说完,朱天磊便快步的走下楼梯,很快的出了别墅口。
这一次,青龙没有再追过来。
朱天磊看着别墅里郁郁葱葱的绿植,还有别墅外面茂盛的好像绿色天空一样的爬山虎,眼神暗了一下,之后,快步的走了出去。
薛老爷子的脉象不仅是油尽灯枯之相,还有最重要的一点,薛老爷子的体内有蛊。
机缘巧合,如果不是之前苏姝给了他一个笔记本,他还真的不知道薛老爷子身体里莫名翻涌的东西是什么。
老爷子身体里的蛊,是一种反噬蛊。
天地之道,有生就有死,有恶就有善,不管是从事阴阳的先生还是玩弄蛊虫巫术的神婆,做过的每一件事最后都是会按照善恶来承受反噬的,当然,如果用于善,那就是福寿,得到的都是好的,反之亦然。
而薛老爷子身体里的这种蛊则更为直接,下这种蛊的代价就是反噬,他用蛊的频率越高强度越大,反噬就越厉害,按照薛老爷子现在的情况来看,他这个蛊下的时间不短了,而且那个被下蛊的人情况也好不到哪去。
这是一种十分邪门的蛊,几乎是拿自己的命去害人,玉石俱焚。
这样的人,他朱天磊凭什么同情。
很明显,青龙是知道的。
既然如此,他也是帮凶之一,只是不知道,薛老爷子这个蛊是下给了谁。
甩甩脑袋,朱天磊也不愿再想。
反正他和暗影之间的交集原本也并不多,以后也不想有太多的交集,只要暗影不危害到他的利益,那薛任是死是活,暗影何去何从,做什么,都和他没有关系。

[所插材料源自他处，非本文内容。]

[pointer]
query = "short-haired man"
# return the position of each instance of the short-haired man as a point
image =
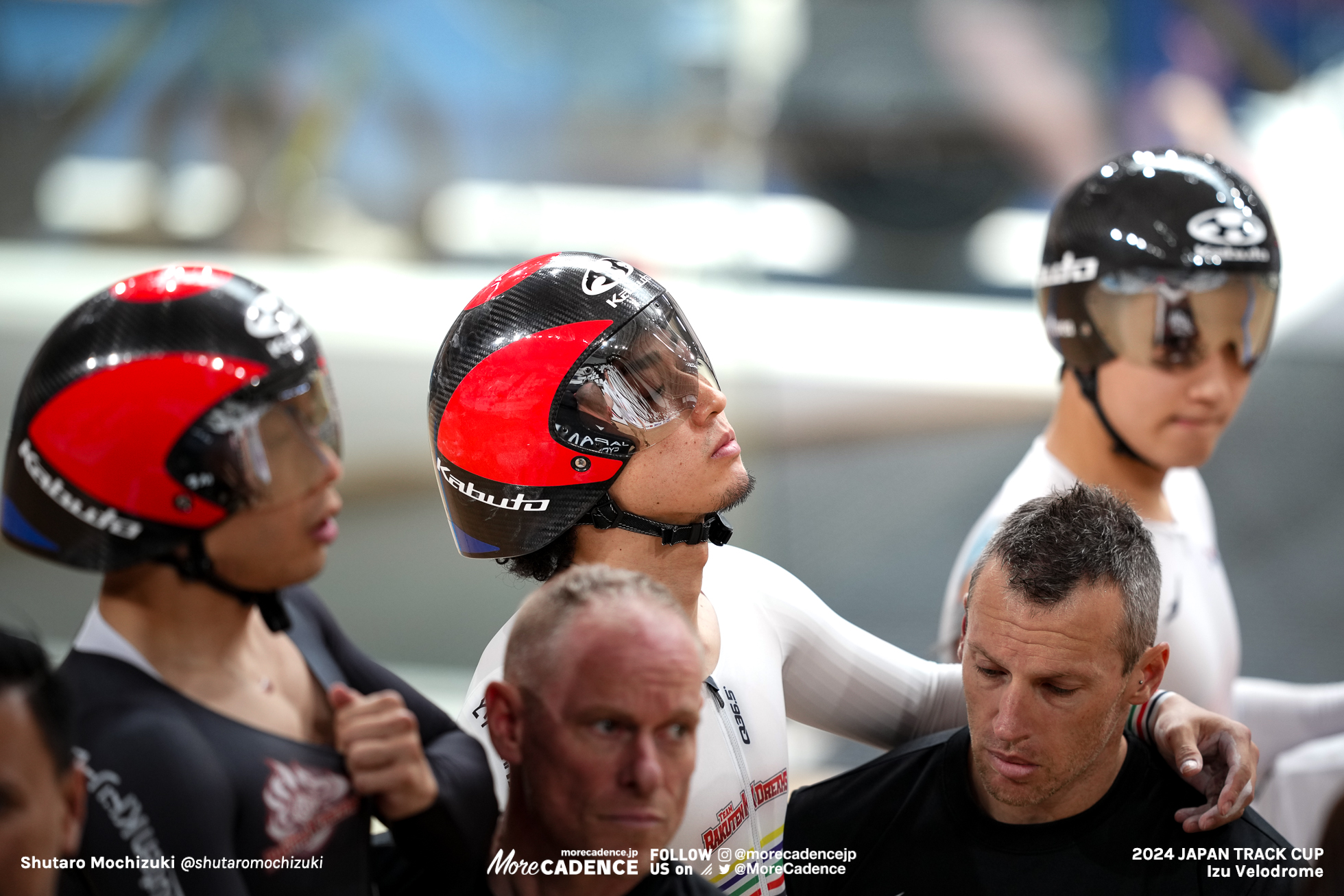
(596, 718)
(577, 420)
(42, 793)
(1043, 792)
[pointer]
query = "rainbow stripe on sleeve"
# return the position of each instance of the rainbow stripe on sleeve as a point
(757, 884)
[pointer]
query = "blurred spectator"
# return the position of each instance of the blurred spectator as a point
(42, 793)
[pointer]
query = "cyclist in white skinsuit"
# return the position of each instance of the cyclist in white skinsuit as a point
(1155, 380)
(571, 370)
(784, 653)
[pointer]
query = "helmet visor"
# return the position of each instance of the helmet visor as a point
(274, 452)
(1171, 320)
(634, 389)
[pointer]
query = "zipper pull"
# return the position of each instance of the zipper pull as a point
(714, 690)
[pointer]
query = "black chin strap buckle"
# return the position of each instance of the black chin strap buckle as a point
(1088, 383)
(198, 567)
(606, 515)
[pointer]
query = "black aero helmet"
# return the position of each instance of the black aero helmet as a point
(551, 378)
(154, 411)
(1160, 257)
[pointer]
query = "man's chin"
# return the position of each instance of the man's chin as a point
(739, 492)
(1031, 792)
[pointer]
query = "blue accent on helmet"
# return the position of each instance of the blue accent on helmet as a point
(21, 530)
(467, 544)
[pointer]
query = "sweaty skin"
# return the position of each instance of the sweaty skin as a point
(219, 652)
(677, 480)
(1047, 697)
(40, 812)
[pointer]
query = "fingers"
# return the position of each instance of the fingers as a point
(1190, 762)
(357, 716)
(1237, 754)
(1192, 819)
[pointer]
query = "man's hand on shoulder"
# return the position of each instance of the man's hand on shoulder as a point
(1212, 754)
(379, 738)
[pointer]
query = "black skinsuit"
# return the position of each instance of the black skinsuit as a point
(168, 777)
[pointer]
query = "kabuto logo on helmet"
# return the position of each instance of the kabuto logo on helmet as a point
(1186, 265)
(1223, 226)
(101, 518)
(603, 274)
(112, 460)
(269, 316)
(540, 396)
(1069, 270)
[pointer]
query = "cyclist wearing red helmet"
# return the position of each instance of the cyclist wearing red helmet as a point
(575, 418)
(178, 433)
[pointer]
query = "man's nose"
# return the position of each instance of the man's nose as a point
(1215, 376)
(641, 770)
(711, 400)
(1012, 716)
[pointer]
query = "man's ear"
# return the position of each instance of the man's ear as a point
(73, 786)
(504, 716)
(1147, 675)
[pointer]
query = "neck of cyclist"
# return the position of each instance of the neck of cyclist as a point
(1077, 437)
(677, 567)
(175, 622)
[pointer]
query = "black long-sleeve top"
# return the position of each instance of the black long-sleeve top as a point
(169, 778)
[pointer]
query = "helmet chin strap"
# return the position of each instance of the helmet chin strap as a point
(1088, 383)
(605, 515)
(198, 567)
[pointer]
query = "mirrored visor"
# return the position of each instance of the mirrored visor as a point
(285, 449)
(634, 389)
(1166, 320)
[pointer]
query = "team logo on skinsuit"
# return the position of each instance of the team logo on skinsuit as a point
(730, 819)
(764, 792)
(601, 276)
(302, 808)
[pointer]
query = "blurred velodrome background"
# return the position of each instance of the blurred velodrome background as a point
(847, 195)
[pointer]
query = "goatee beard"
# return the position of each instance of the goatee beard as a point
(739, 494)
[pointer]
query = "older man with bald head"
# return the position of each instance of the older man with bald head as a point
(596, 718)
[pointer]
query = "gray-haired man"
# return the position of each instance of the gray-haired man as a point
(1042, 792)
(596, 718)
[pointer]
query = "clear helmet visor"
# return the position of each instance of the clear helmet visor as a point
(1170, 320)
(638, 386)
(281, 450)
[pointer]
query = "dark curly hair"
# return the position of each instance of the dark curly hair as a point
(543, 564)
(23, 665)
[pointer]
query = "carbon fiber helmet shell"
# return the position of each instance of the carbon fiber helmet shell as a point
(108, 461)
(514, 469)
(1163, 211)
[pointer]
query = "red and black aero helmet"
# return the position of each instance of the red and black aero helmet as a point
(155, 410)
(546, 385)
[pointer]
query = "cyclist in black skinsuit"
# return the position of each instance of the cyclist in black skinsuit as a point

只是对于这一次,没有看到于文松,朱天磊觉得有些奇怪。
但随后也就释然了,于文松和薛任一样,和他没什么直接关系,多想无益。
不过车子开到路上,朱天磊开始生出了一种迷茫。
一瞬间不知道自己应该去哪,或者说回到哪。
杨晓雪出事之后,朱天磊就觉得自己似乎一下子就没了方向。
最后,朱天磊不知不觉的就把车开到了云海商业街的附近。
他很久没见到宮彦了。
朱天磊和宮彦接触的次数并不多,加在一起,一只手都数的过来的,宮彦的个性很冷清,但朱天磊和他在一起的时候感觉还是很舒服的,宮彦是那种话不多能给人充分安静空间的人,再浮躁的情绪也能安静下来。
很难得的是,天台外面竟然没有人。
哦,对,宮彦相命是分时间的,并不什么时候都给人看,今天应该不是相命的日子。
朱天磊刚走到门口,门就被打开了,子稠稚嫩的脸从门后探了出来。
“主人,先生昨天占了一卦,就说您今天会登门。”
自从知道了朱天磊的身份,子稠每次看到朱天磊,就会觉得好像有一股强光从头顶洒下来,让他觉得周身温暖,充满力量。
朱天磊知道宮彦厉害,却没想到宮彦会没事给自己占卦。
要知道,想要宮彦占卦的人简直能从天台一直排到商业街路口还能对折,自己这待遇也真是够高的了。
对着子稠点点头,朱天磊跨步进了屋子。
屋子里弥漫着淡淡的香灰味道,并不刺鼻,然而让人心中安宁。
宮彦穿着一身月白色的长褂,站在桌子旁边,很显然,是在迎接朱天磊的到来。
“宮先生的卦真是神了,我这次来拜访先生,完全是无心之举,没想到还是被先生算准了。”
朱天磊淡淡的一笑。
“阴阳八卦,一物从来有一身,一身还有一乾坤,能知万物备与我,肯把三才别立根,天向一中分造化,人与心上起经纶,仙人亦有两般话,道不虚传只在人,万事万物都是遵循这个道理。”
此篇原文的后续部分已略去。